Sports teams also hopped on board. The Cleveland baseball team adopted the Indians name in 1915, and by 1947 — the year before they won the World Series — they created the “Chief Wahoo” caricature as their mascot. The Atlanta Braves changed their name in 1914, and by the 1950s had embraced Chief Noc-A-Homa, a Native American who would plant himself on the sand mound at the start of games and sit in a teepee in the bleachers during them. Hundreds of other professional, as well as high school and college, sports teams used similar representations of Native Americans.

The brands companies and teams used were, and still are, associated with certain characteristics: strength, humor, understanding, the spiritual world and the environment. They are often based on early settlers’ interactions with tribes during westward expansion, and have largely become myths.

“Even if those concepts might be considered positive, it’s still useless if you’re not talking about historical events,” Dillard said. “It’s all based on what happened in the past, but it’s mostly because of a lack of accuracy of those events.”

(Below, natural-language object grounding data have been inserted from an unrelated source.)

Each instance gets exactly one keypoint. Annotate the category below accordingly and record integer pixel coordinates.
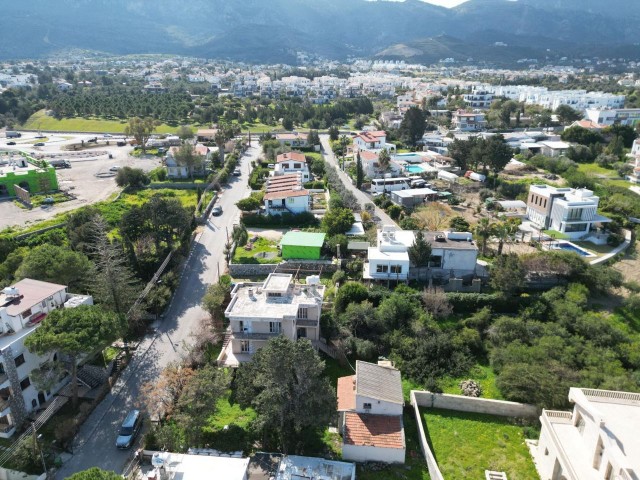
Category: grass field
(40, 121)
(466, 444)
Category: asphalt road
(95, 443)
(361, 196)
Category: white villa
(598, 440)
(261, 311)
(370, 407)
(570, 211)
(23, 306)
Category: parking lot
(89, 179)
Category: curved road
(94, 446)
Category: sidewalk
(362, 197)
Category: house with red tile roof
(370, 405)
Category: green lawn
(263, 245)
(466, 444)
(40, 121)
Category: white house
(597, 440)
(370, 407)
(23, 306)
(292, 162)
(261, 311)
(453, 254)
(570, 211)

“What makes that attractive for advertisers is that mystery,” she said. 

In an age of internet and computers, Americans are increasingly becoming more aware, and sensitive, to these depictions that are now often deemed offensive. Native Americans too now have an outlet to express what they think on the matter. Protests have been organized at many sports events that call for teams to let go of offensive team names like “Redskins” and logos like “Chief Wahoo.”

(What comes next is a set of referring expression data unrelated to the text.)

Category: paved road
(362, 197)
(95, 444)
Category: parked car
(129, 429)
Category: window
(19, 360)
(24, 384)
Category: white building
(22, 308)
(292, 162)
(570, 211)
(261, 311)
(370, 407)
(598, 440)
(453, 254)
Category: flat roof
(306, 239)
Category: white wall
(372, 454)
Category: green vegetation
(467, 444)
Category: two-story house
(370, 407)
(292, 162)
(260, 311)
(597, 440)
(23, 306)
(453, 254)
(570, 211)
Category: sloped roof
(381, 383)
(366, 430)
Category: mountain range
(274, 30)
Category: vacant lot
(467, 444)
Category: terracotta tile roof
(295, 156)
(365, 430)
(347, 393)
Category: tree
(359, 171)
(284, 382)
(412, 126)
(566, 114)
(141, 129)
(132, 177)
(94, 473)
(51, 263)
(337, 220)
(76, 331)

Other Native Americans, though, seem to have no problem with the brands. According to a poll by the Washington Post, 90 percent of the Native Americans they interviewed were not bothered by the Washinton Redskins’ name and logo.

Broadly, while Americans 50 years ago might have been fine with these brands, now “we’re aghast. I think we’re really aware of it,” said Ken Krimstein, professor of public relations and advertising at DePaul and a former copywriter.

Negative stereotyping can now create a negative story for a product, which would in turn not be bought by consumers.

“A name of a brand is a part of its marketing,” Krimstein said. “If a name is demeaning, (advertisers) need to think about that. They have a responsibility to present a socially aware image.”

Under pressure, some companies have stepped back their branding of Native Americans. The Cleveland Indians have made some attempts, by making “Chief Wahoo” a logo instead of a mascot, and using a “C” on their uniforms. The Atlanta Braves no longer set up the chief’s teepee in the bleachers. The NCAA has banned the use of logos, mascots and nicknames in professional basketball teams. Many other sports teams have dropped references to Native Americans.

Advertisements, tapping into the Western myth and Native Americans, are few and far between these days compared to the mid-20th century.

But other sports teams and companies have resisted to fold. Executives of the Washington Redskins and the Cleveland Indians say that their logos and names praise American culture. During the controversy over the Redskins name and logo in 2014, owner Dan Snyder traveled to 26 tribal reservations across 20 states. He said he found that the people he talked to there did not have issues with the Redskins brand.

And products like American Spirit tobacco, Land O’Lakes butter and Sue Bee Honey continue to feature depictions of Native Americans, portraying them doing things they wouldn’t necessarily do.

“On one side you could say ‘they should be altruistic by presenting more responsible images,’ Krimstein said of advertisers and brand-makers. “On the other side, it just makes for really good business.”

“I just wish there were more ways to sensitively celebrate it rather than appropriate it in some negative way,” he said.

Donovan Sohr, a freshman majoring in business management, said he usually doesn’t find logos and names depicting Native Americans offensive.

“If you’re representing the Native American people with pride and respect, I don’t see any reason for it to be offensive, he said.

Jessica Watkins, a sophomore and biology major, said that such logos and names are always offensive.

“I think it needs to be changed,” she said. “I know I would be disrespected if someone did that to my culture.”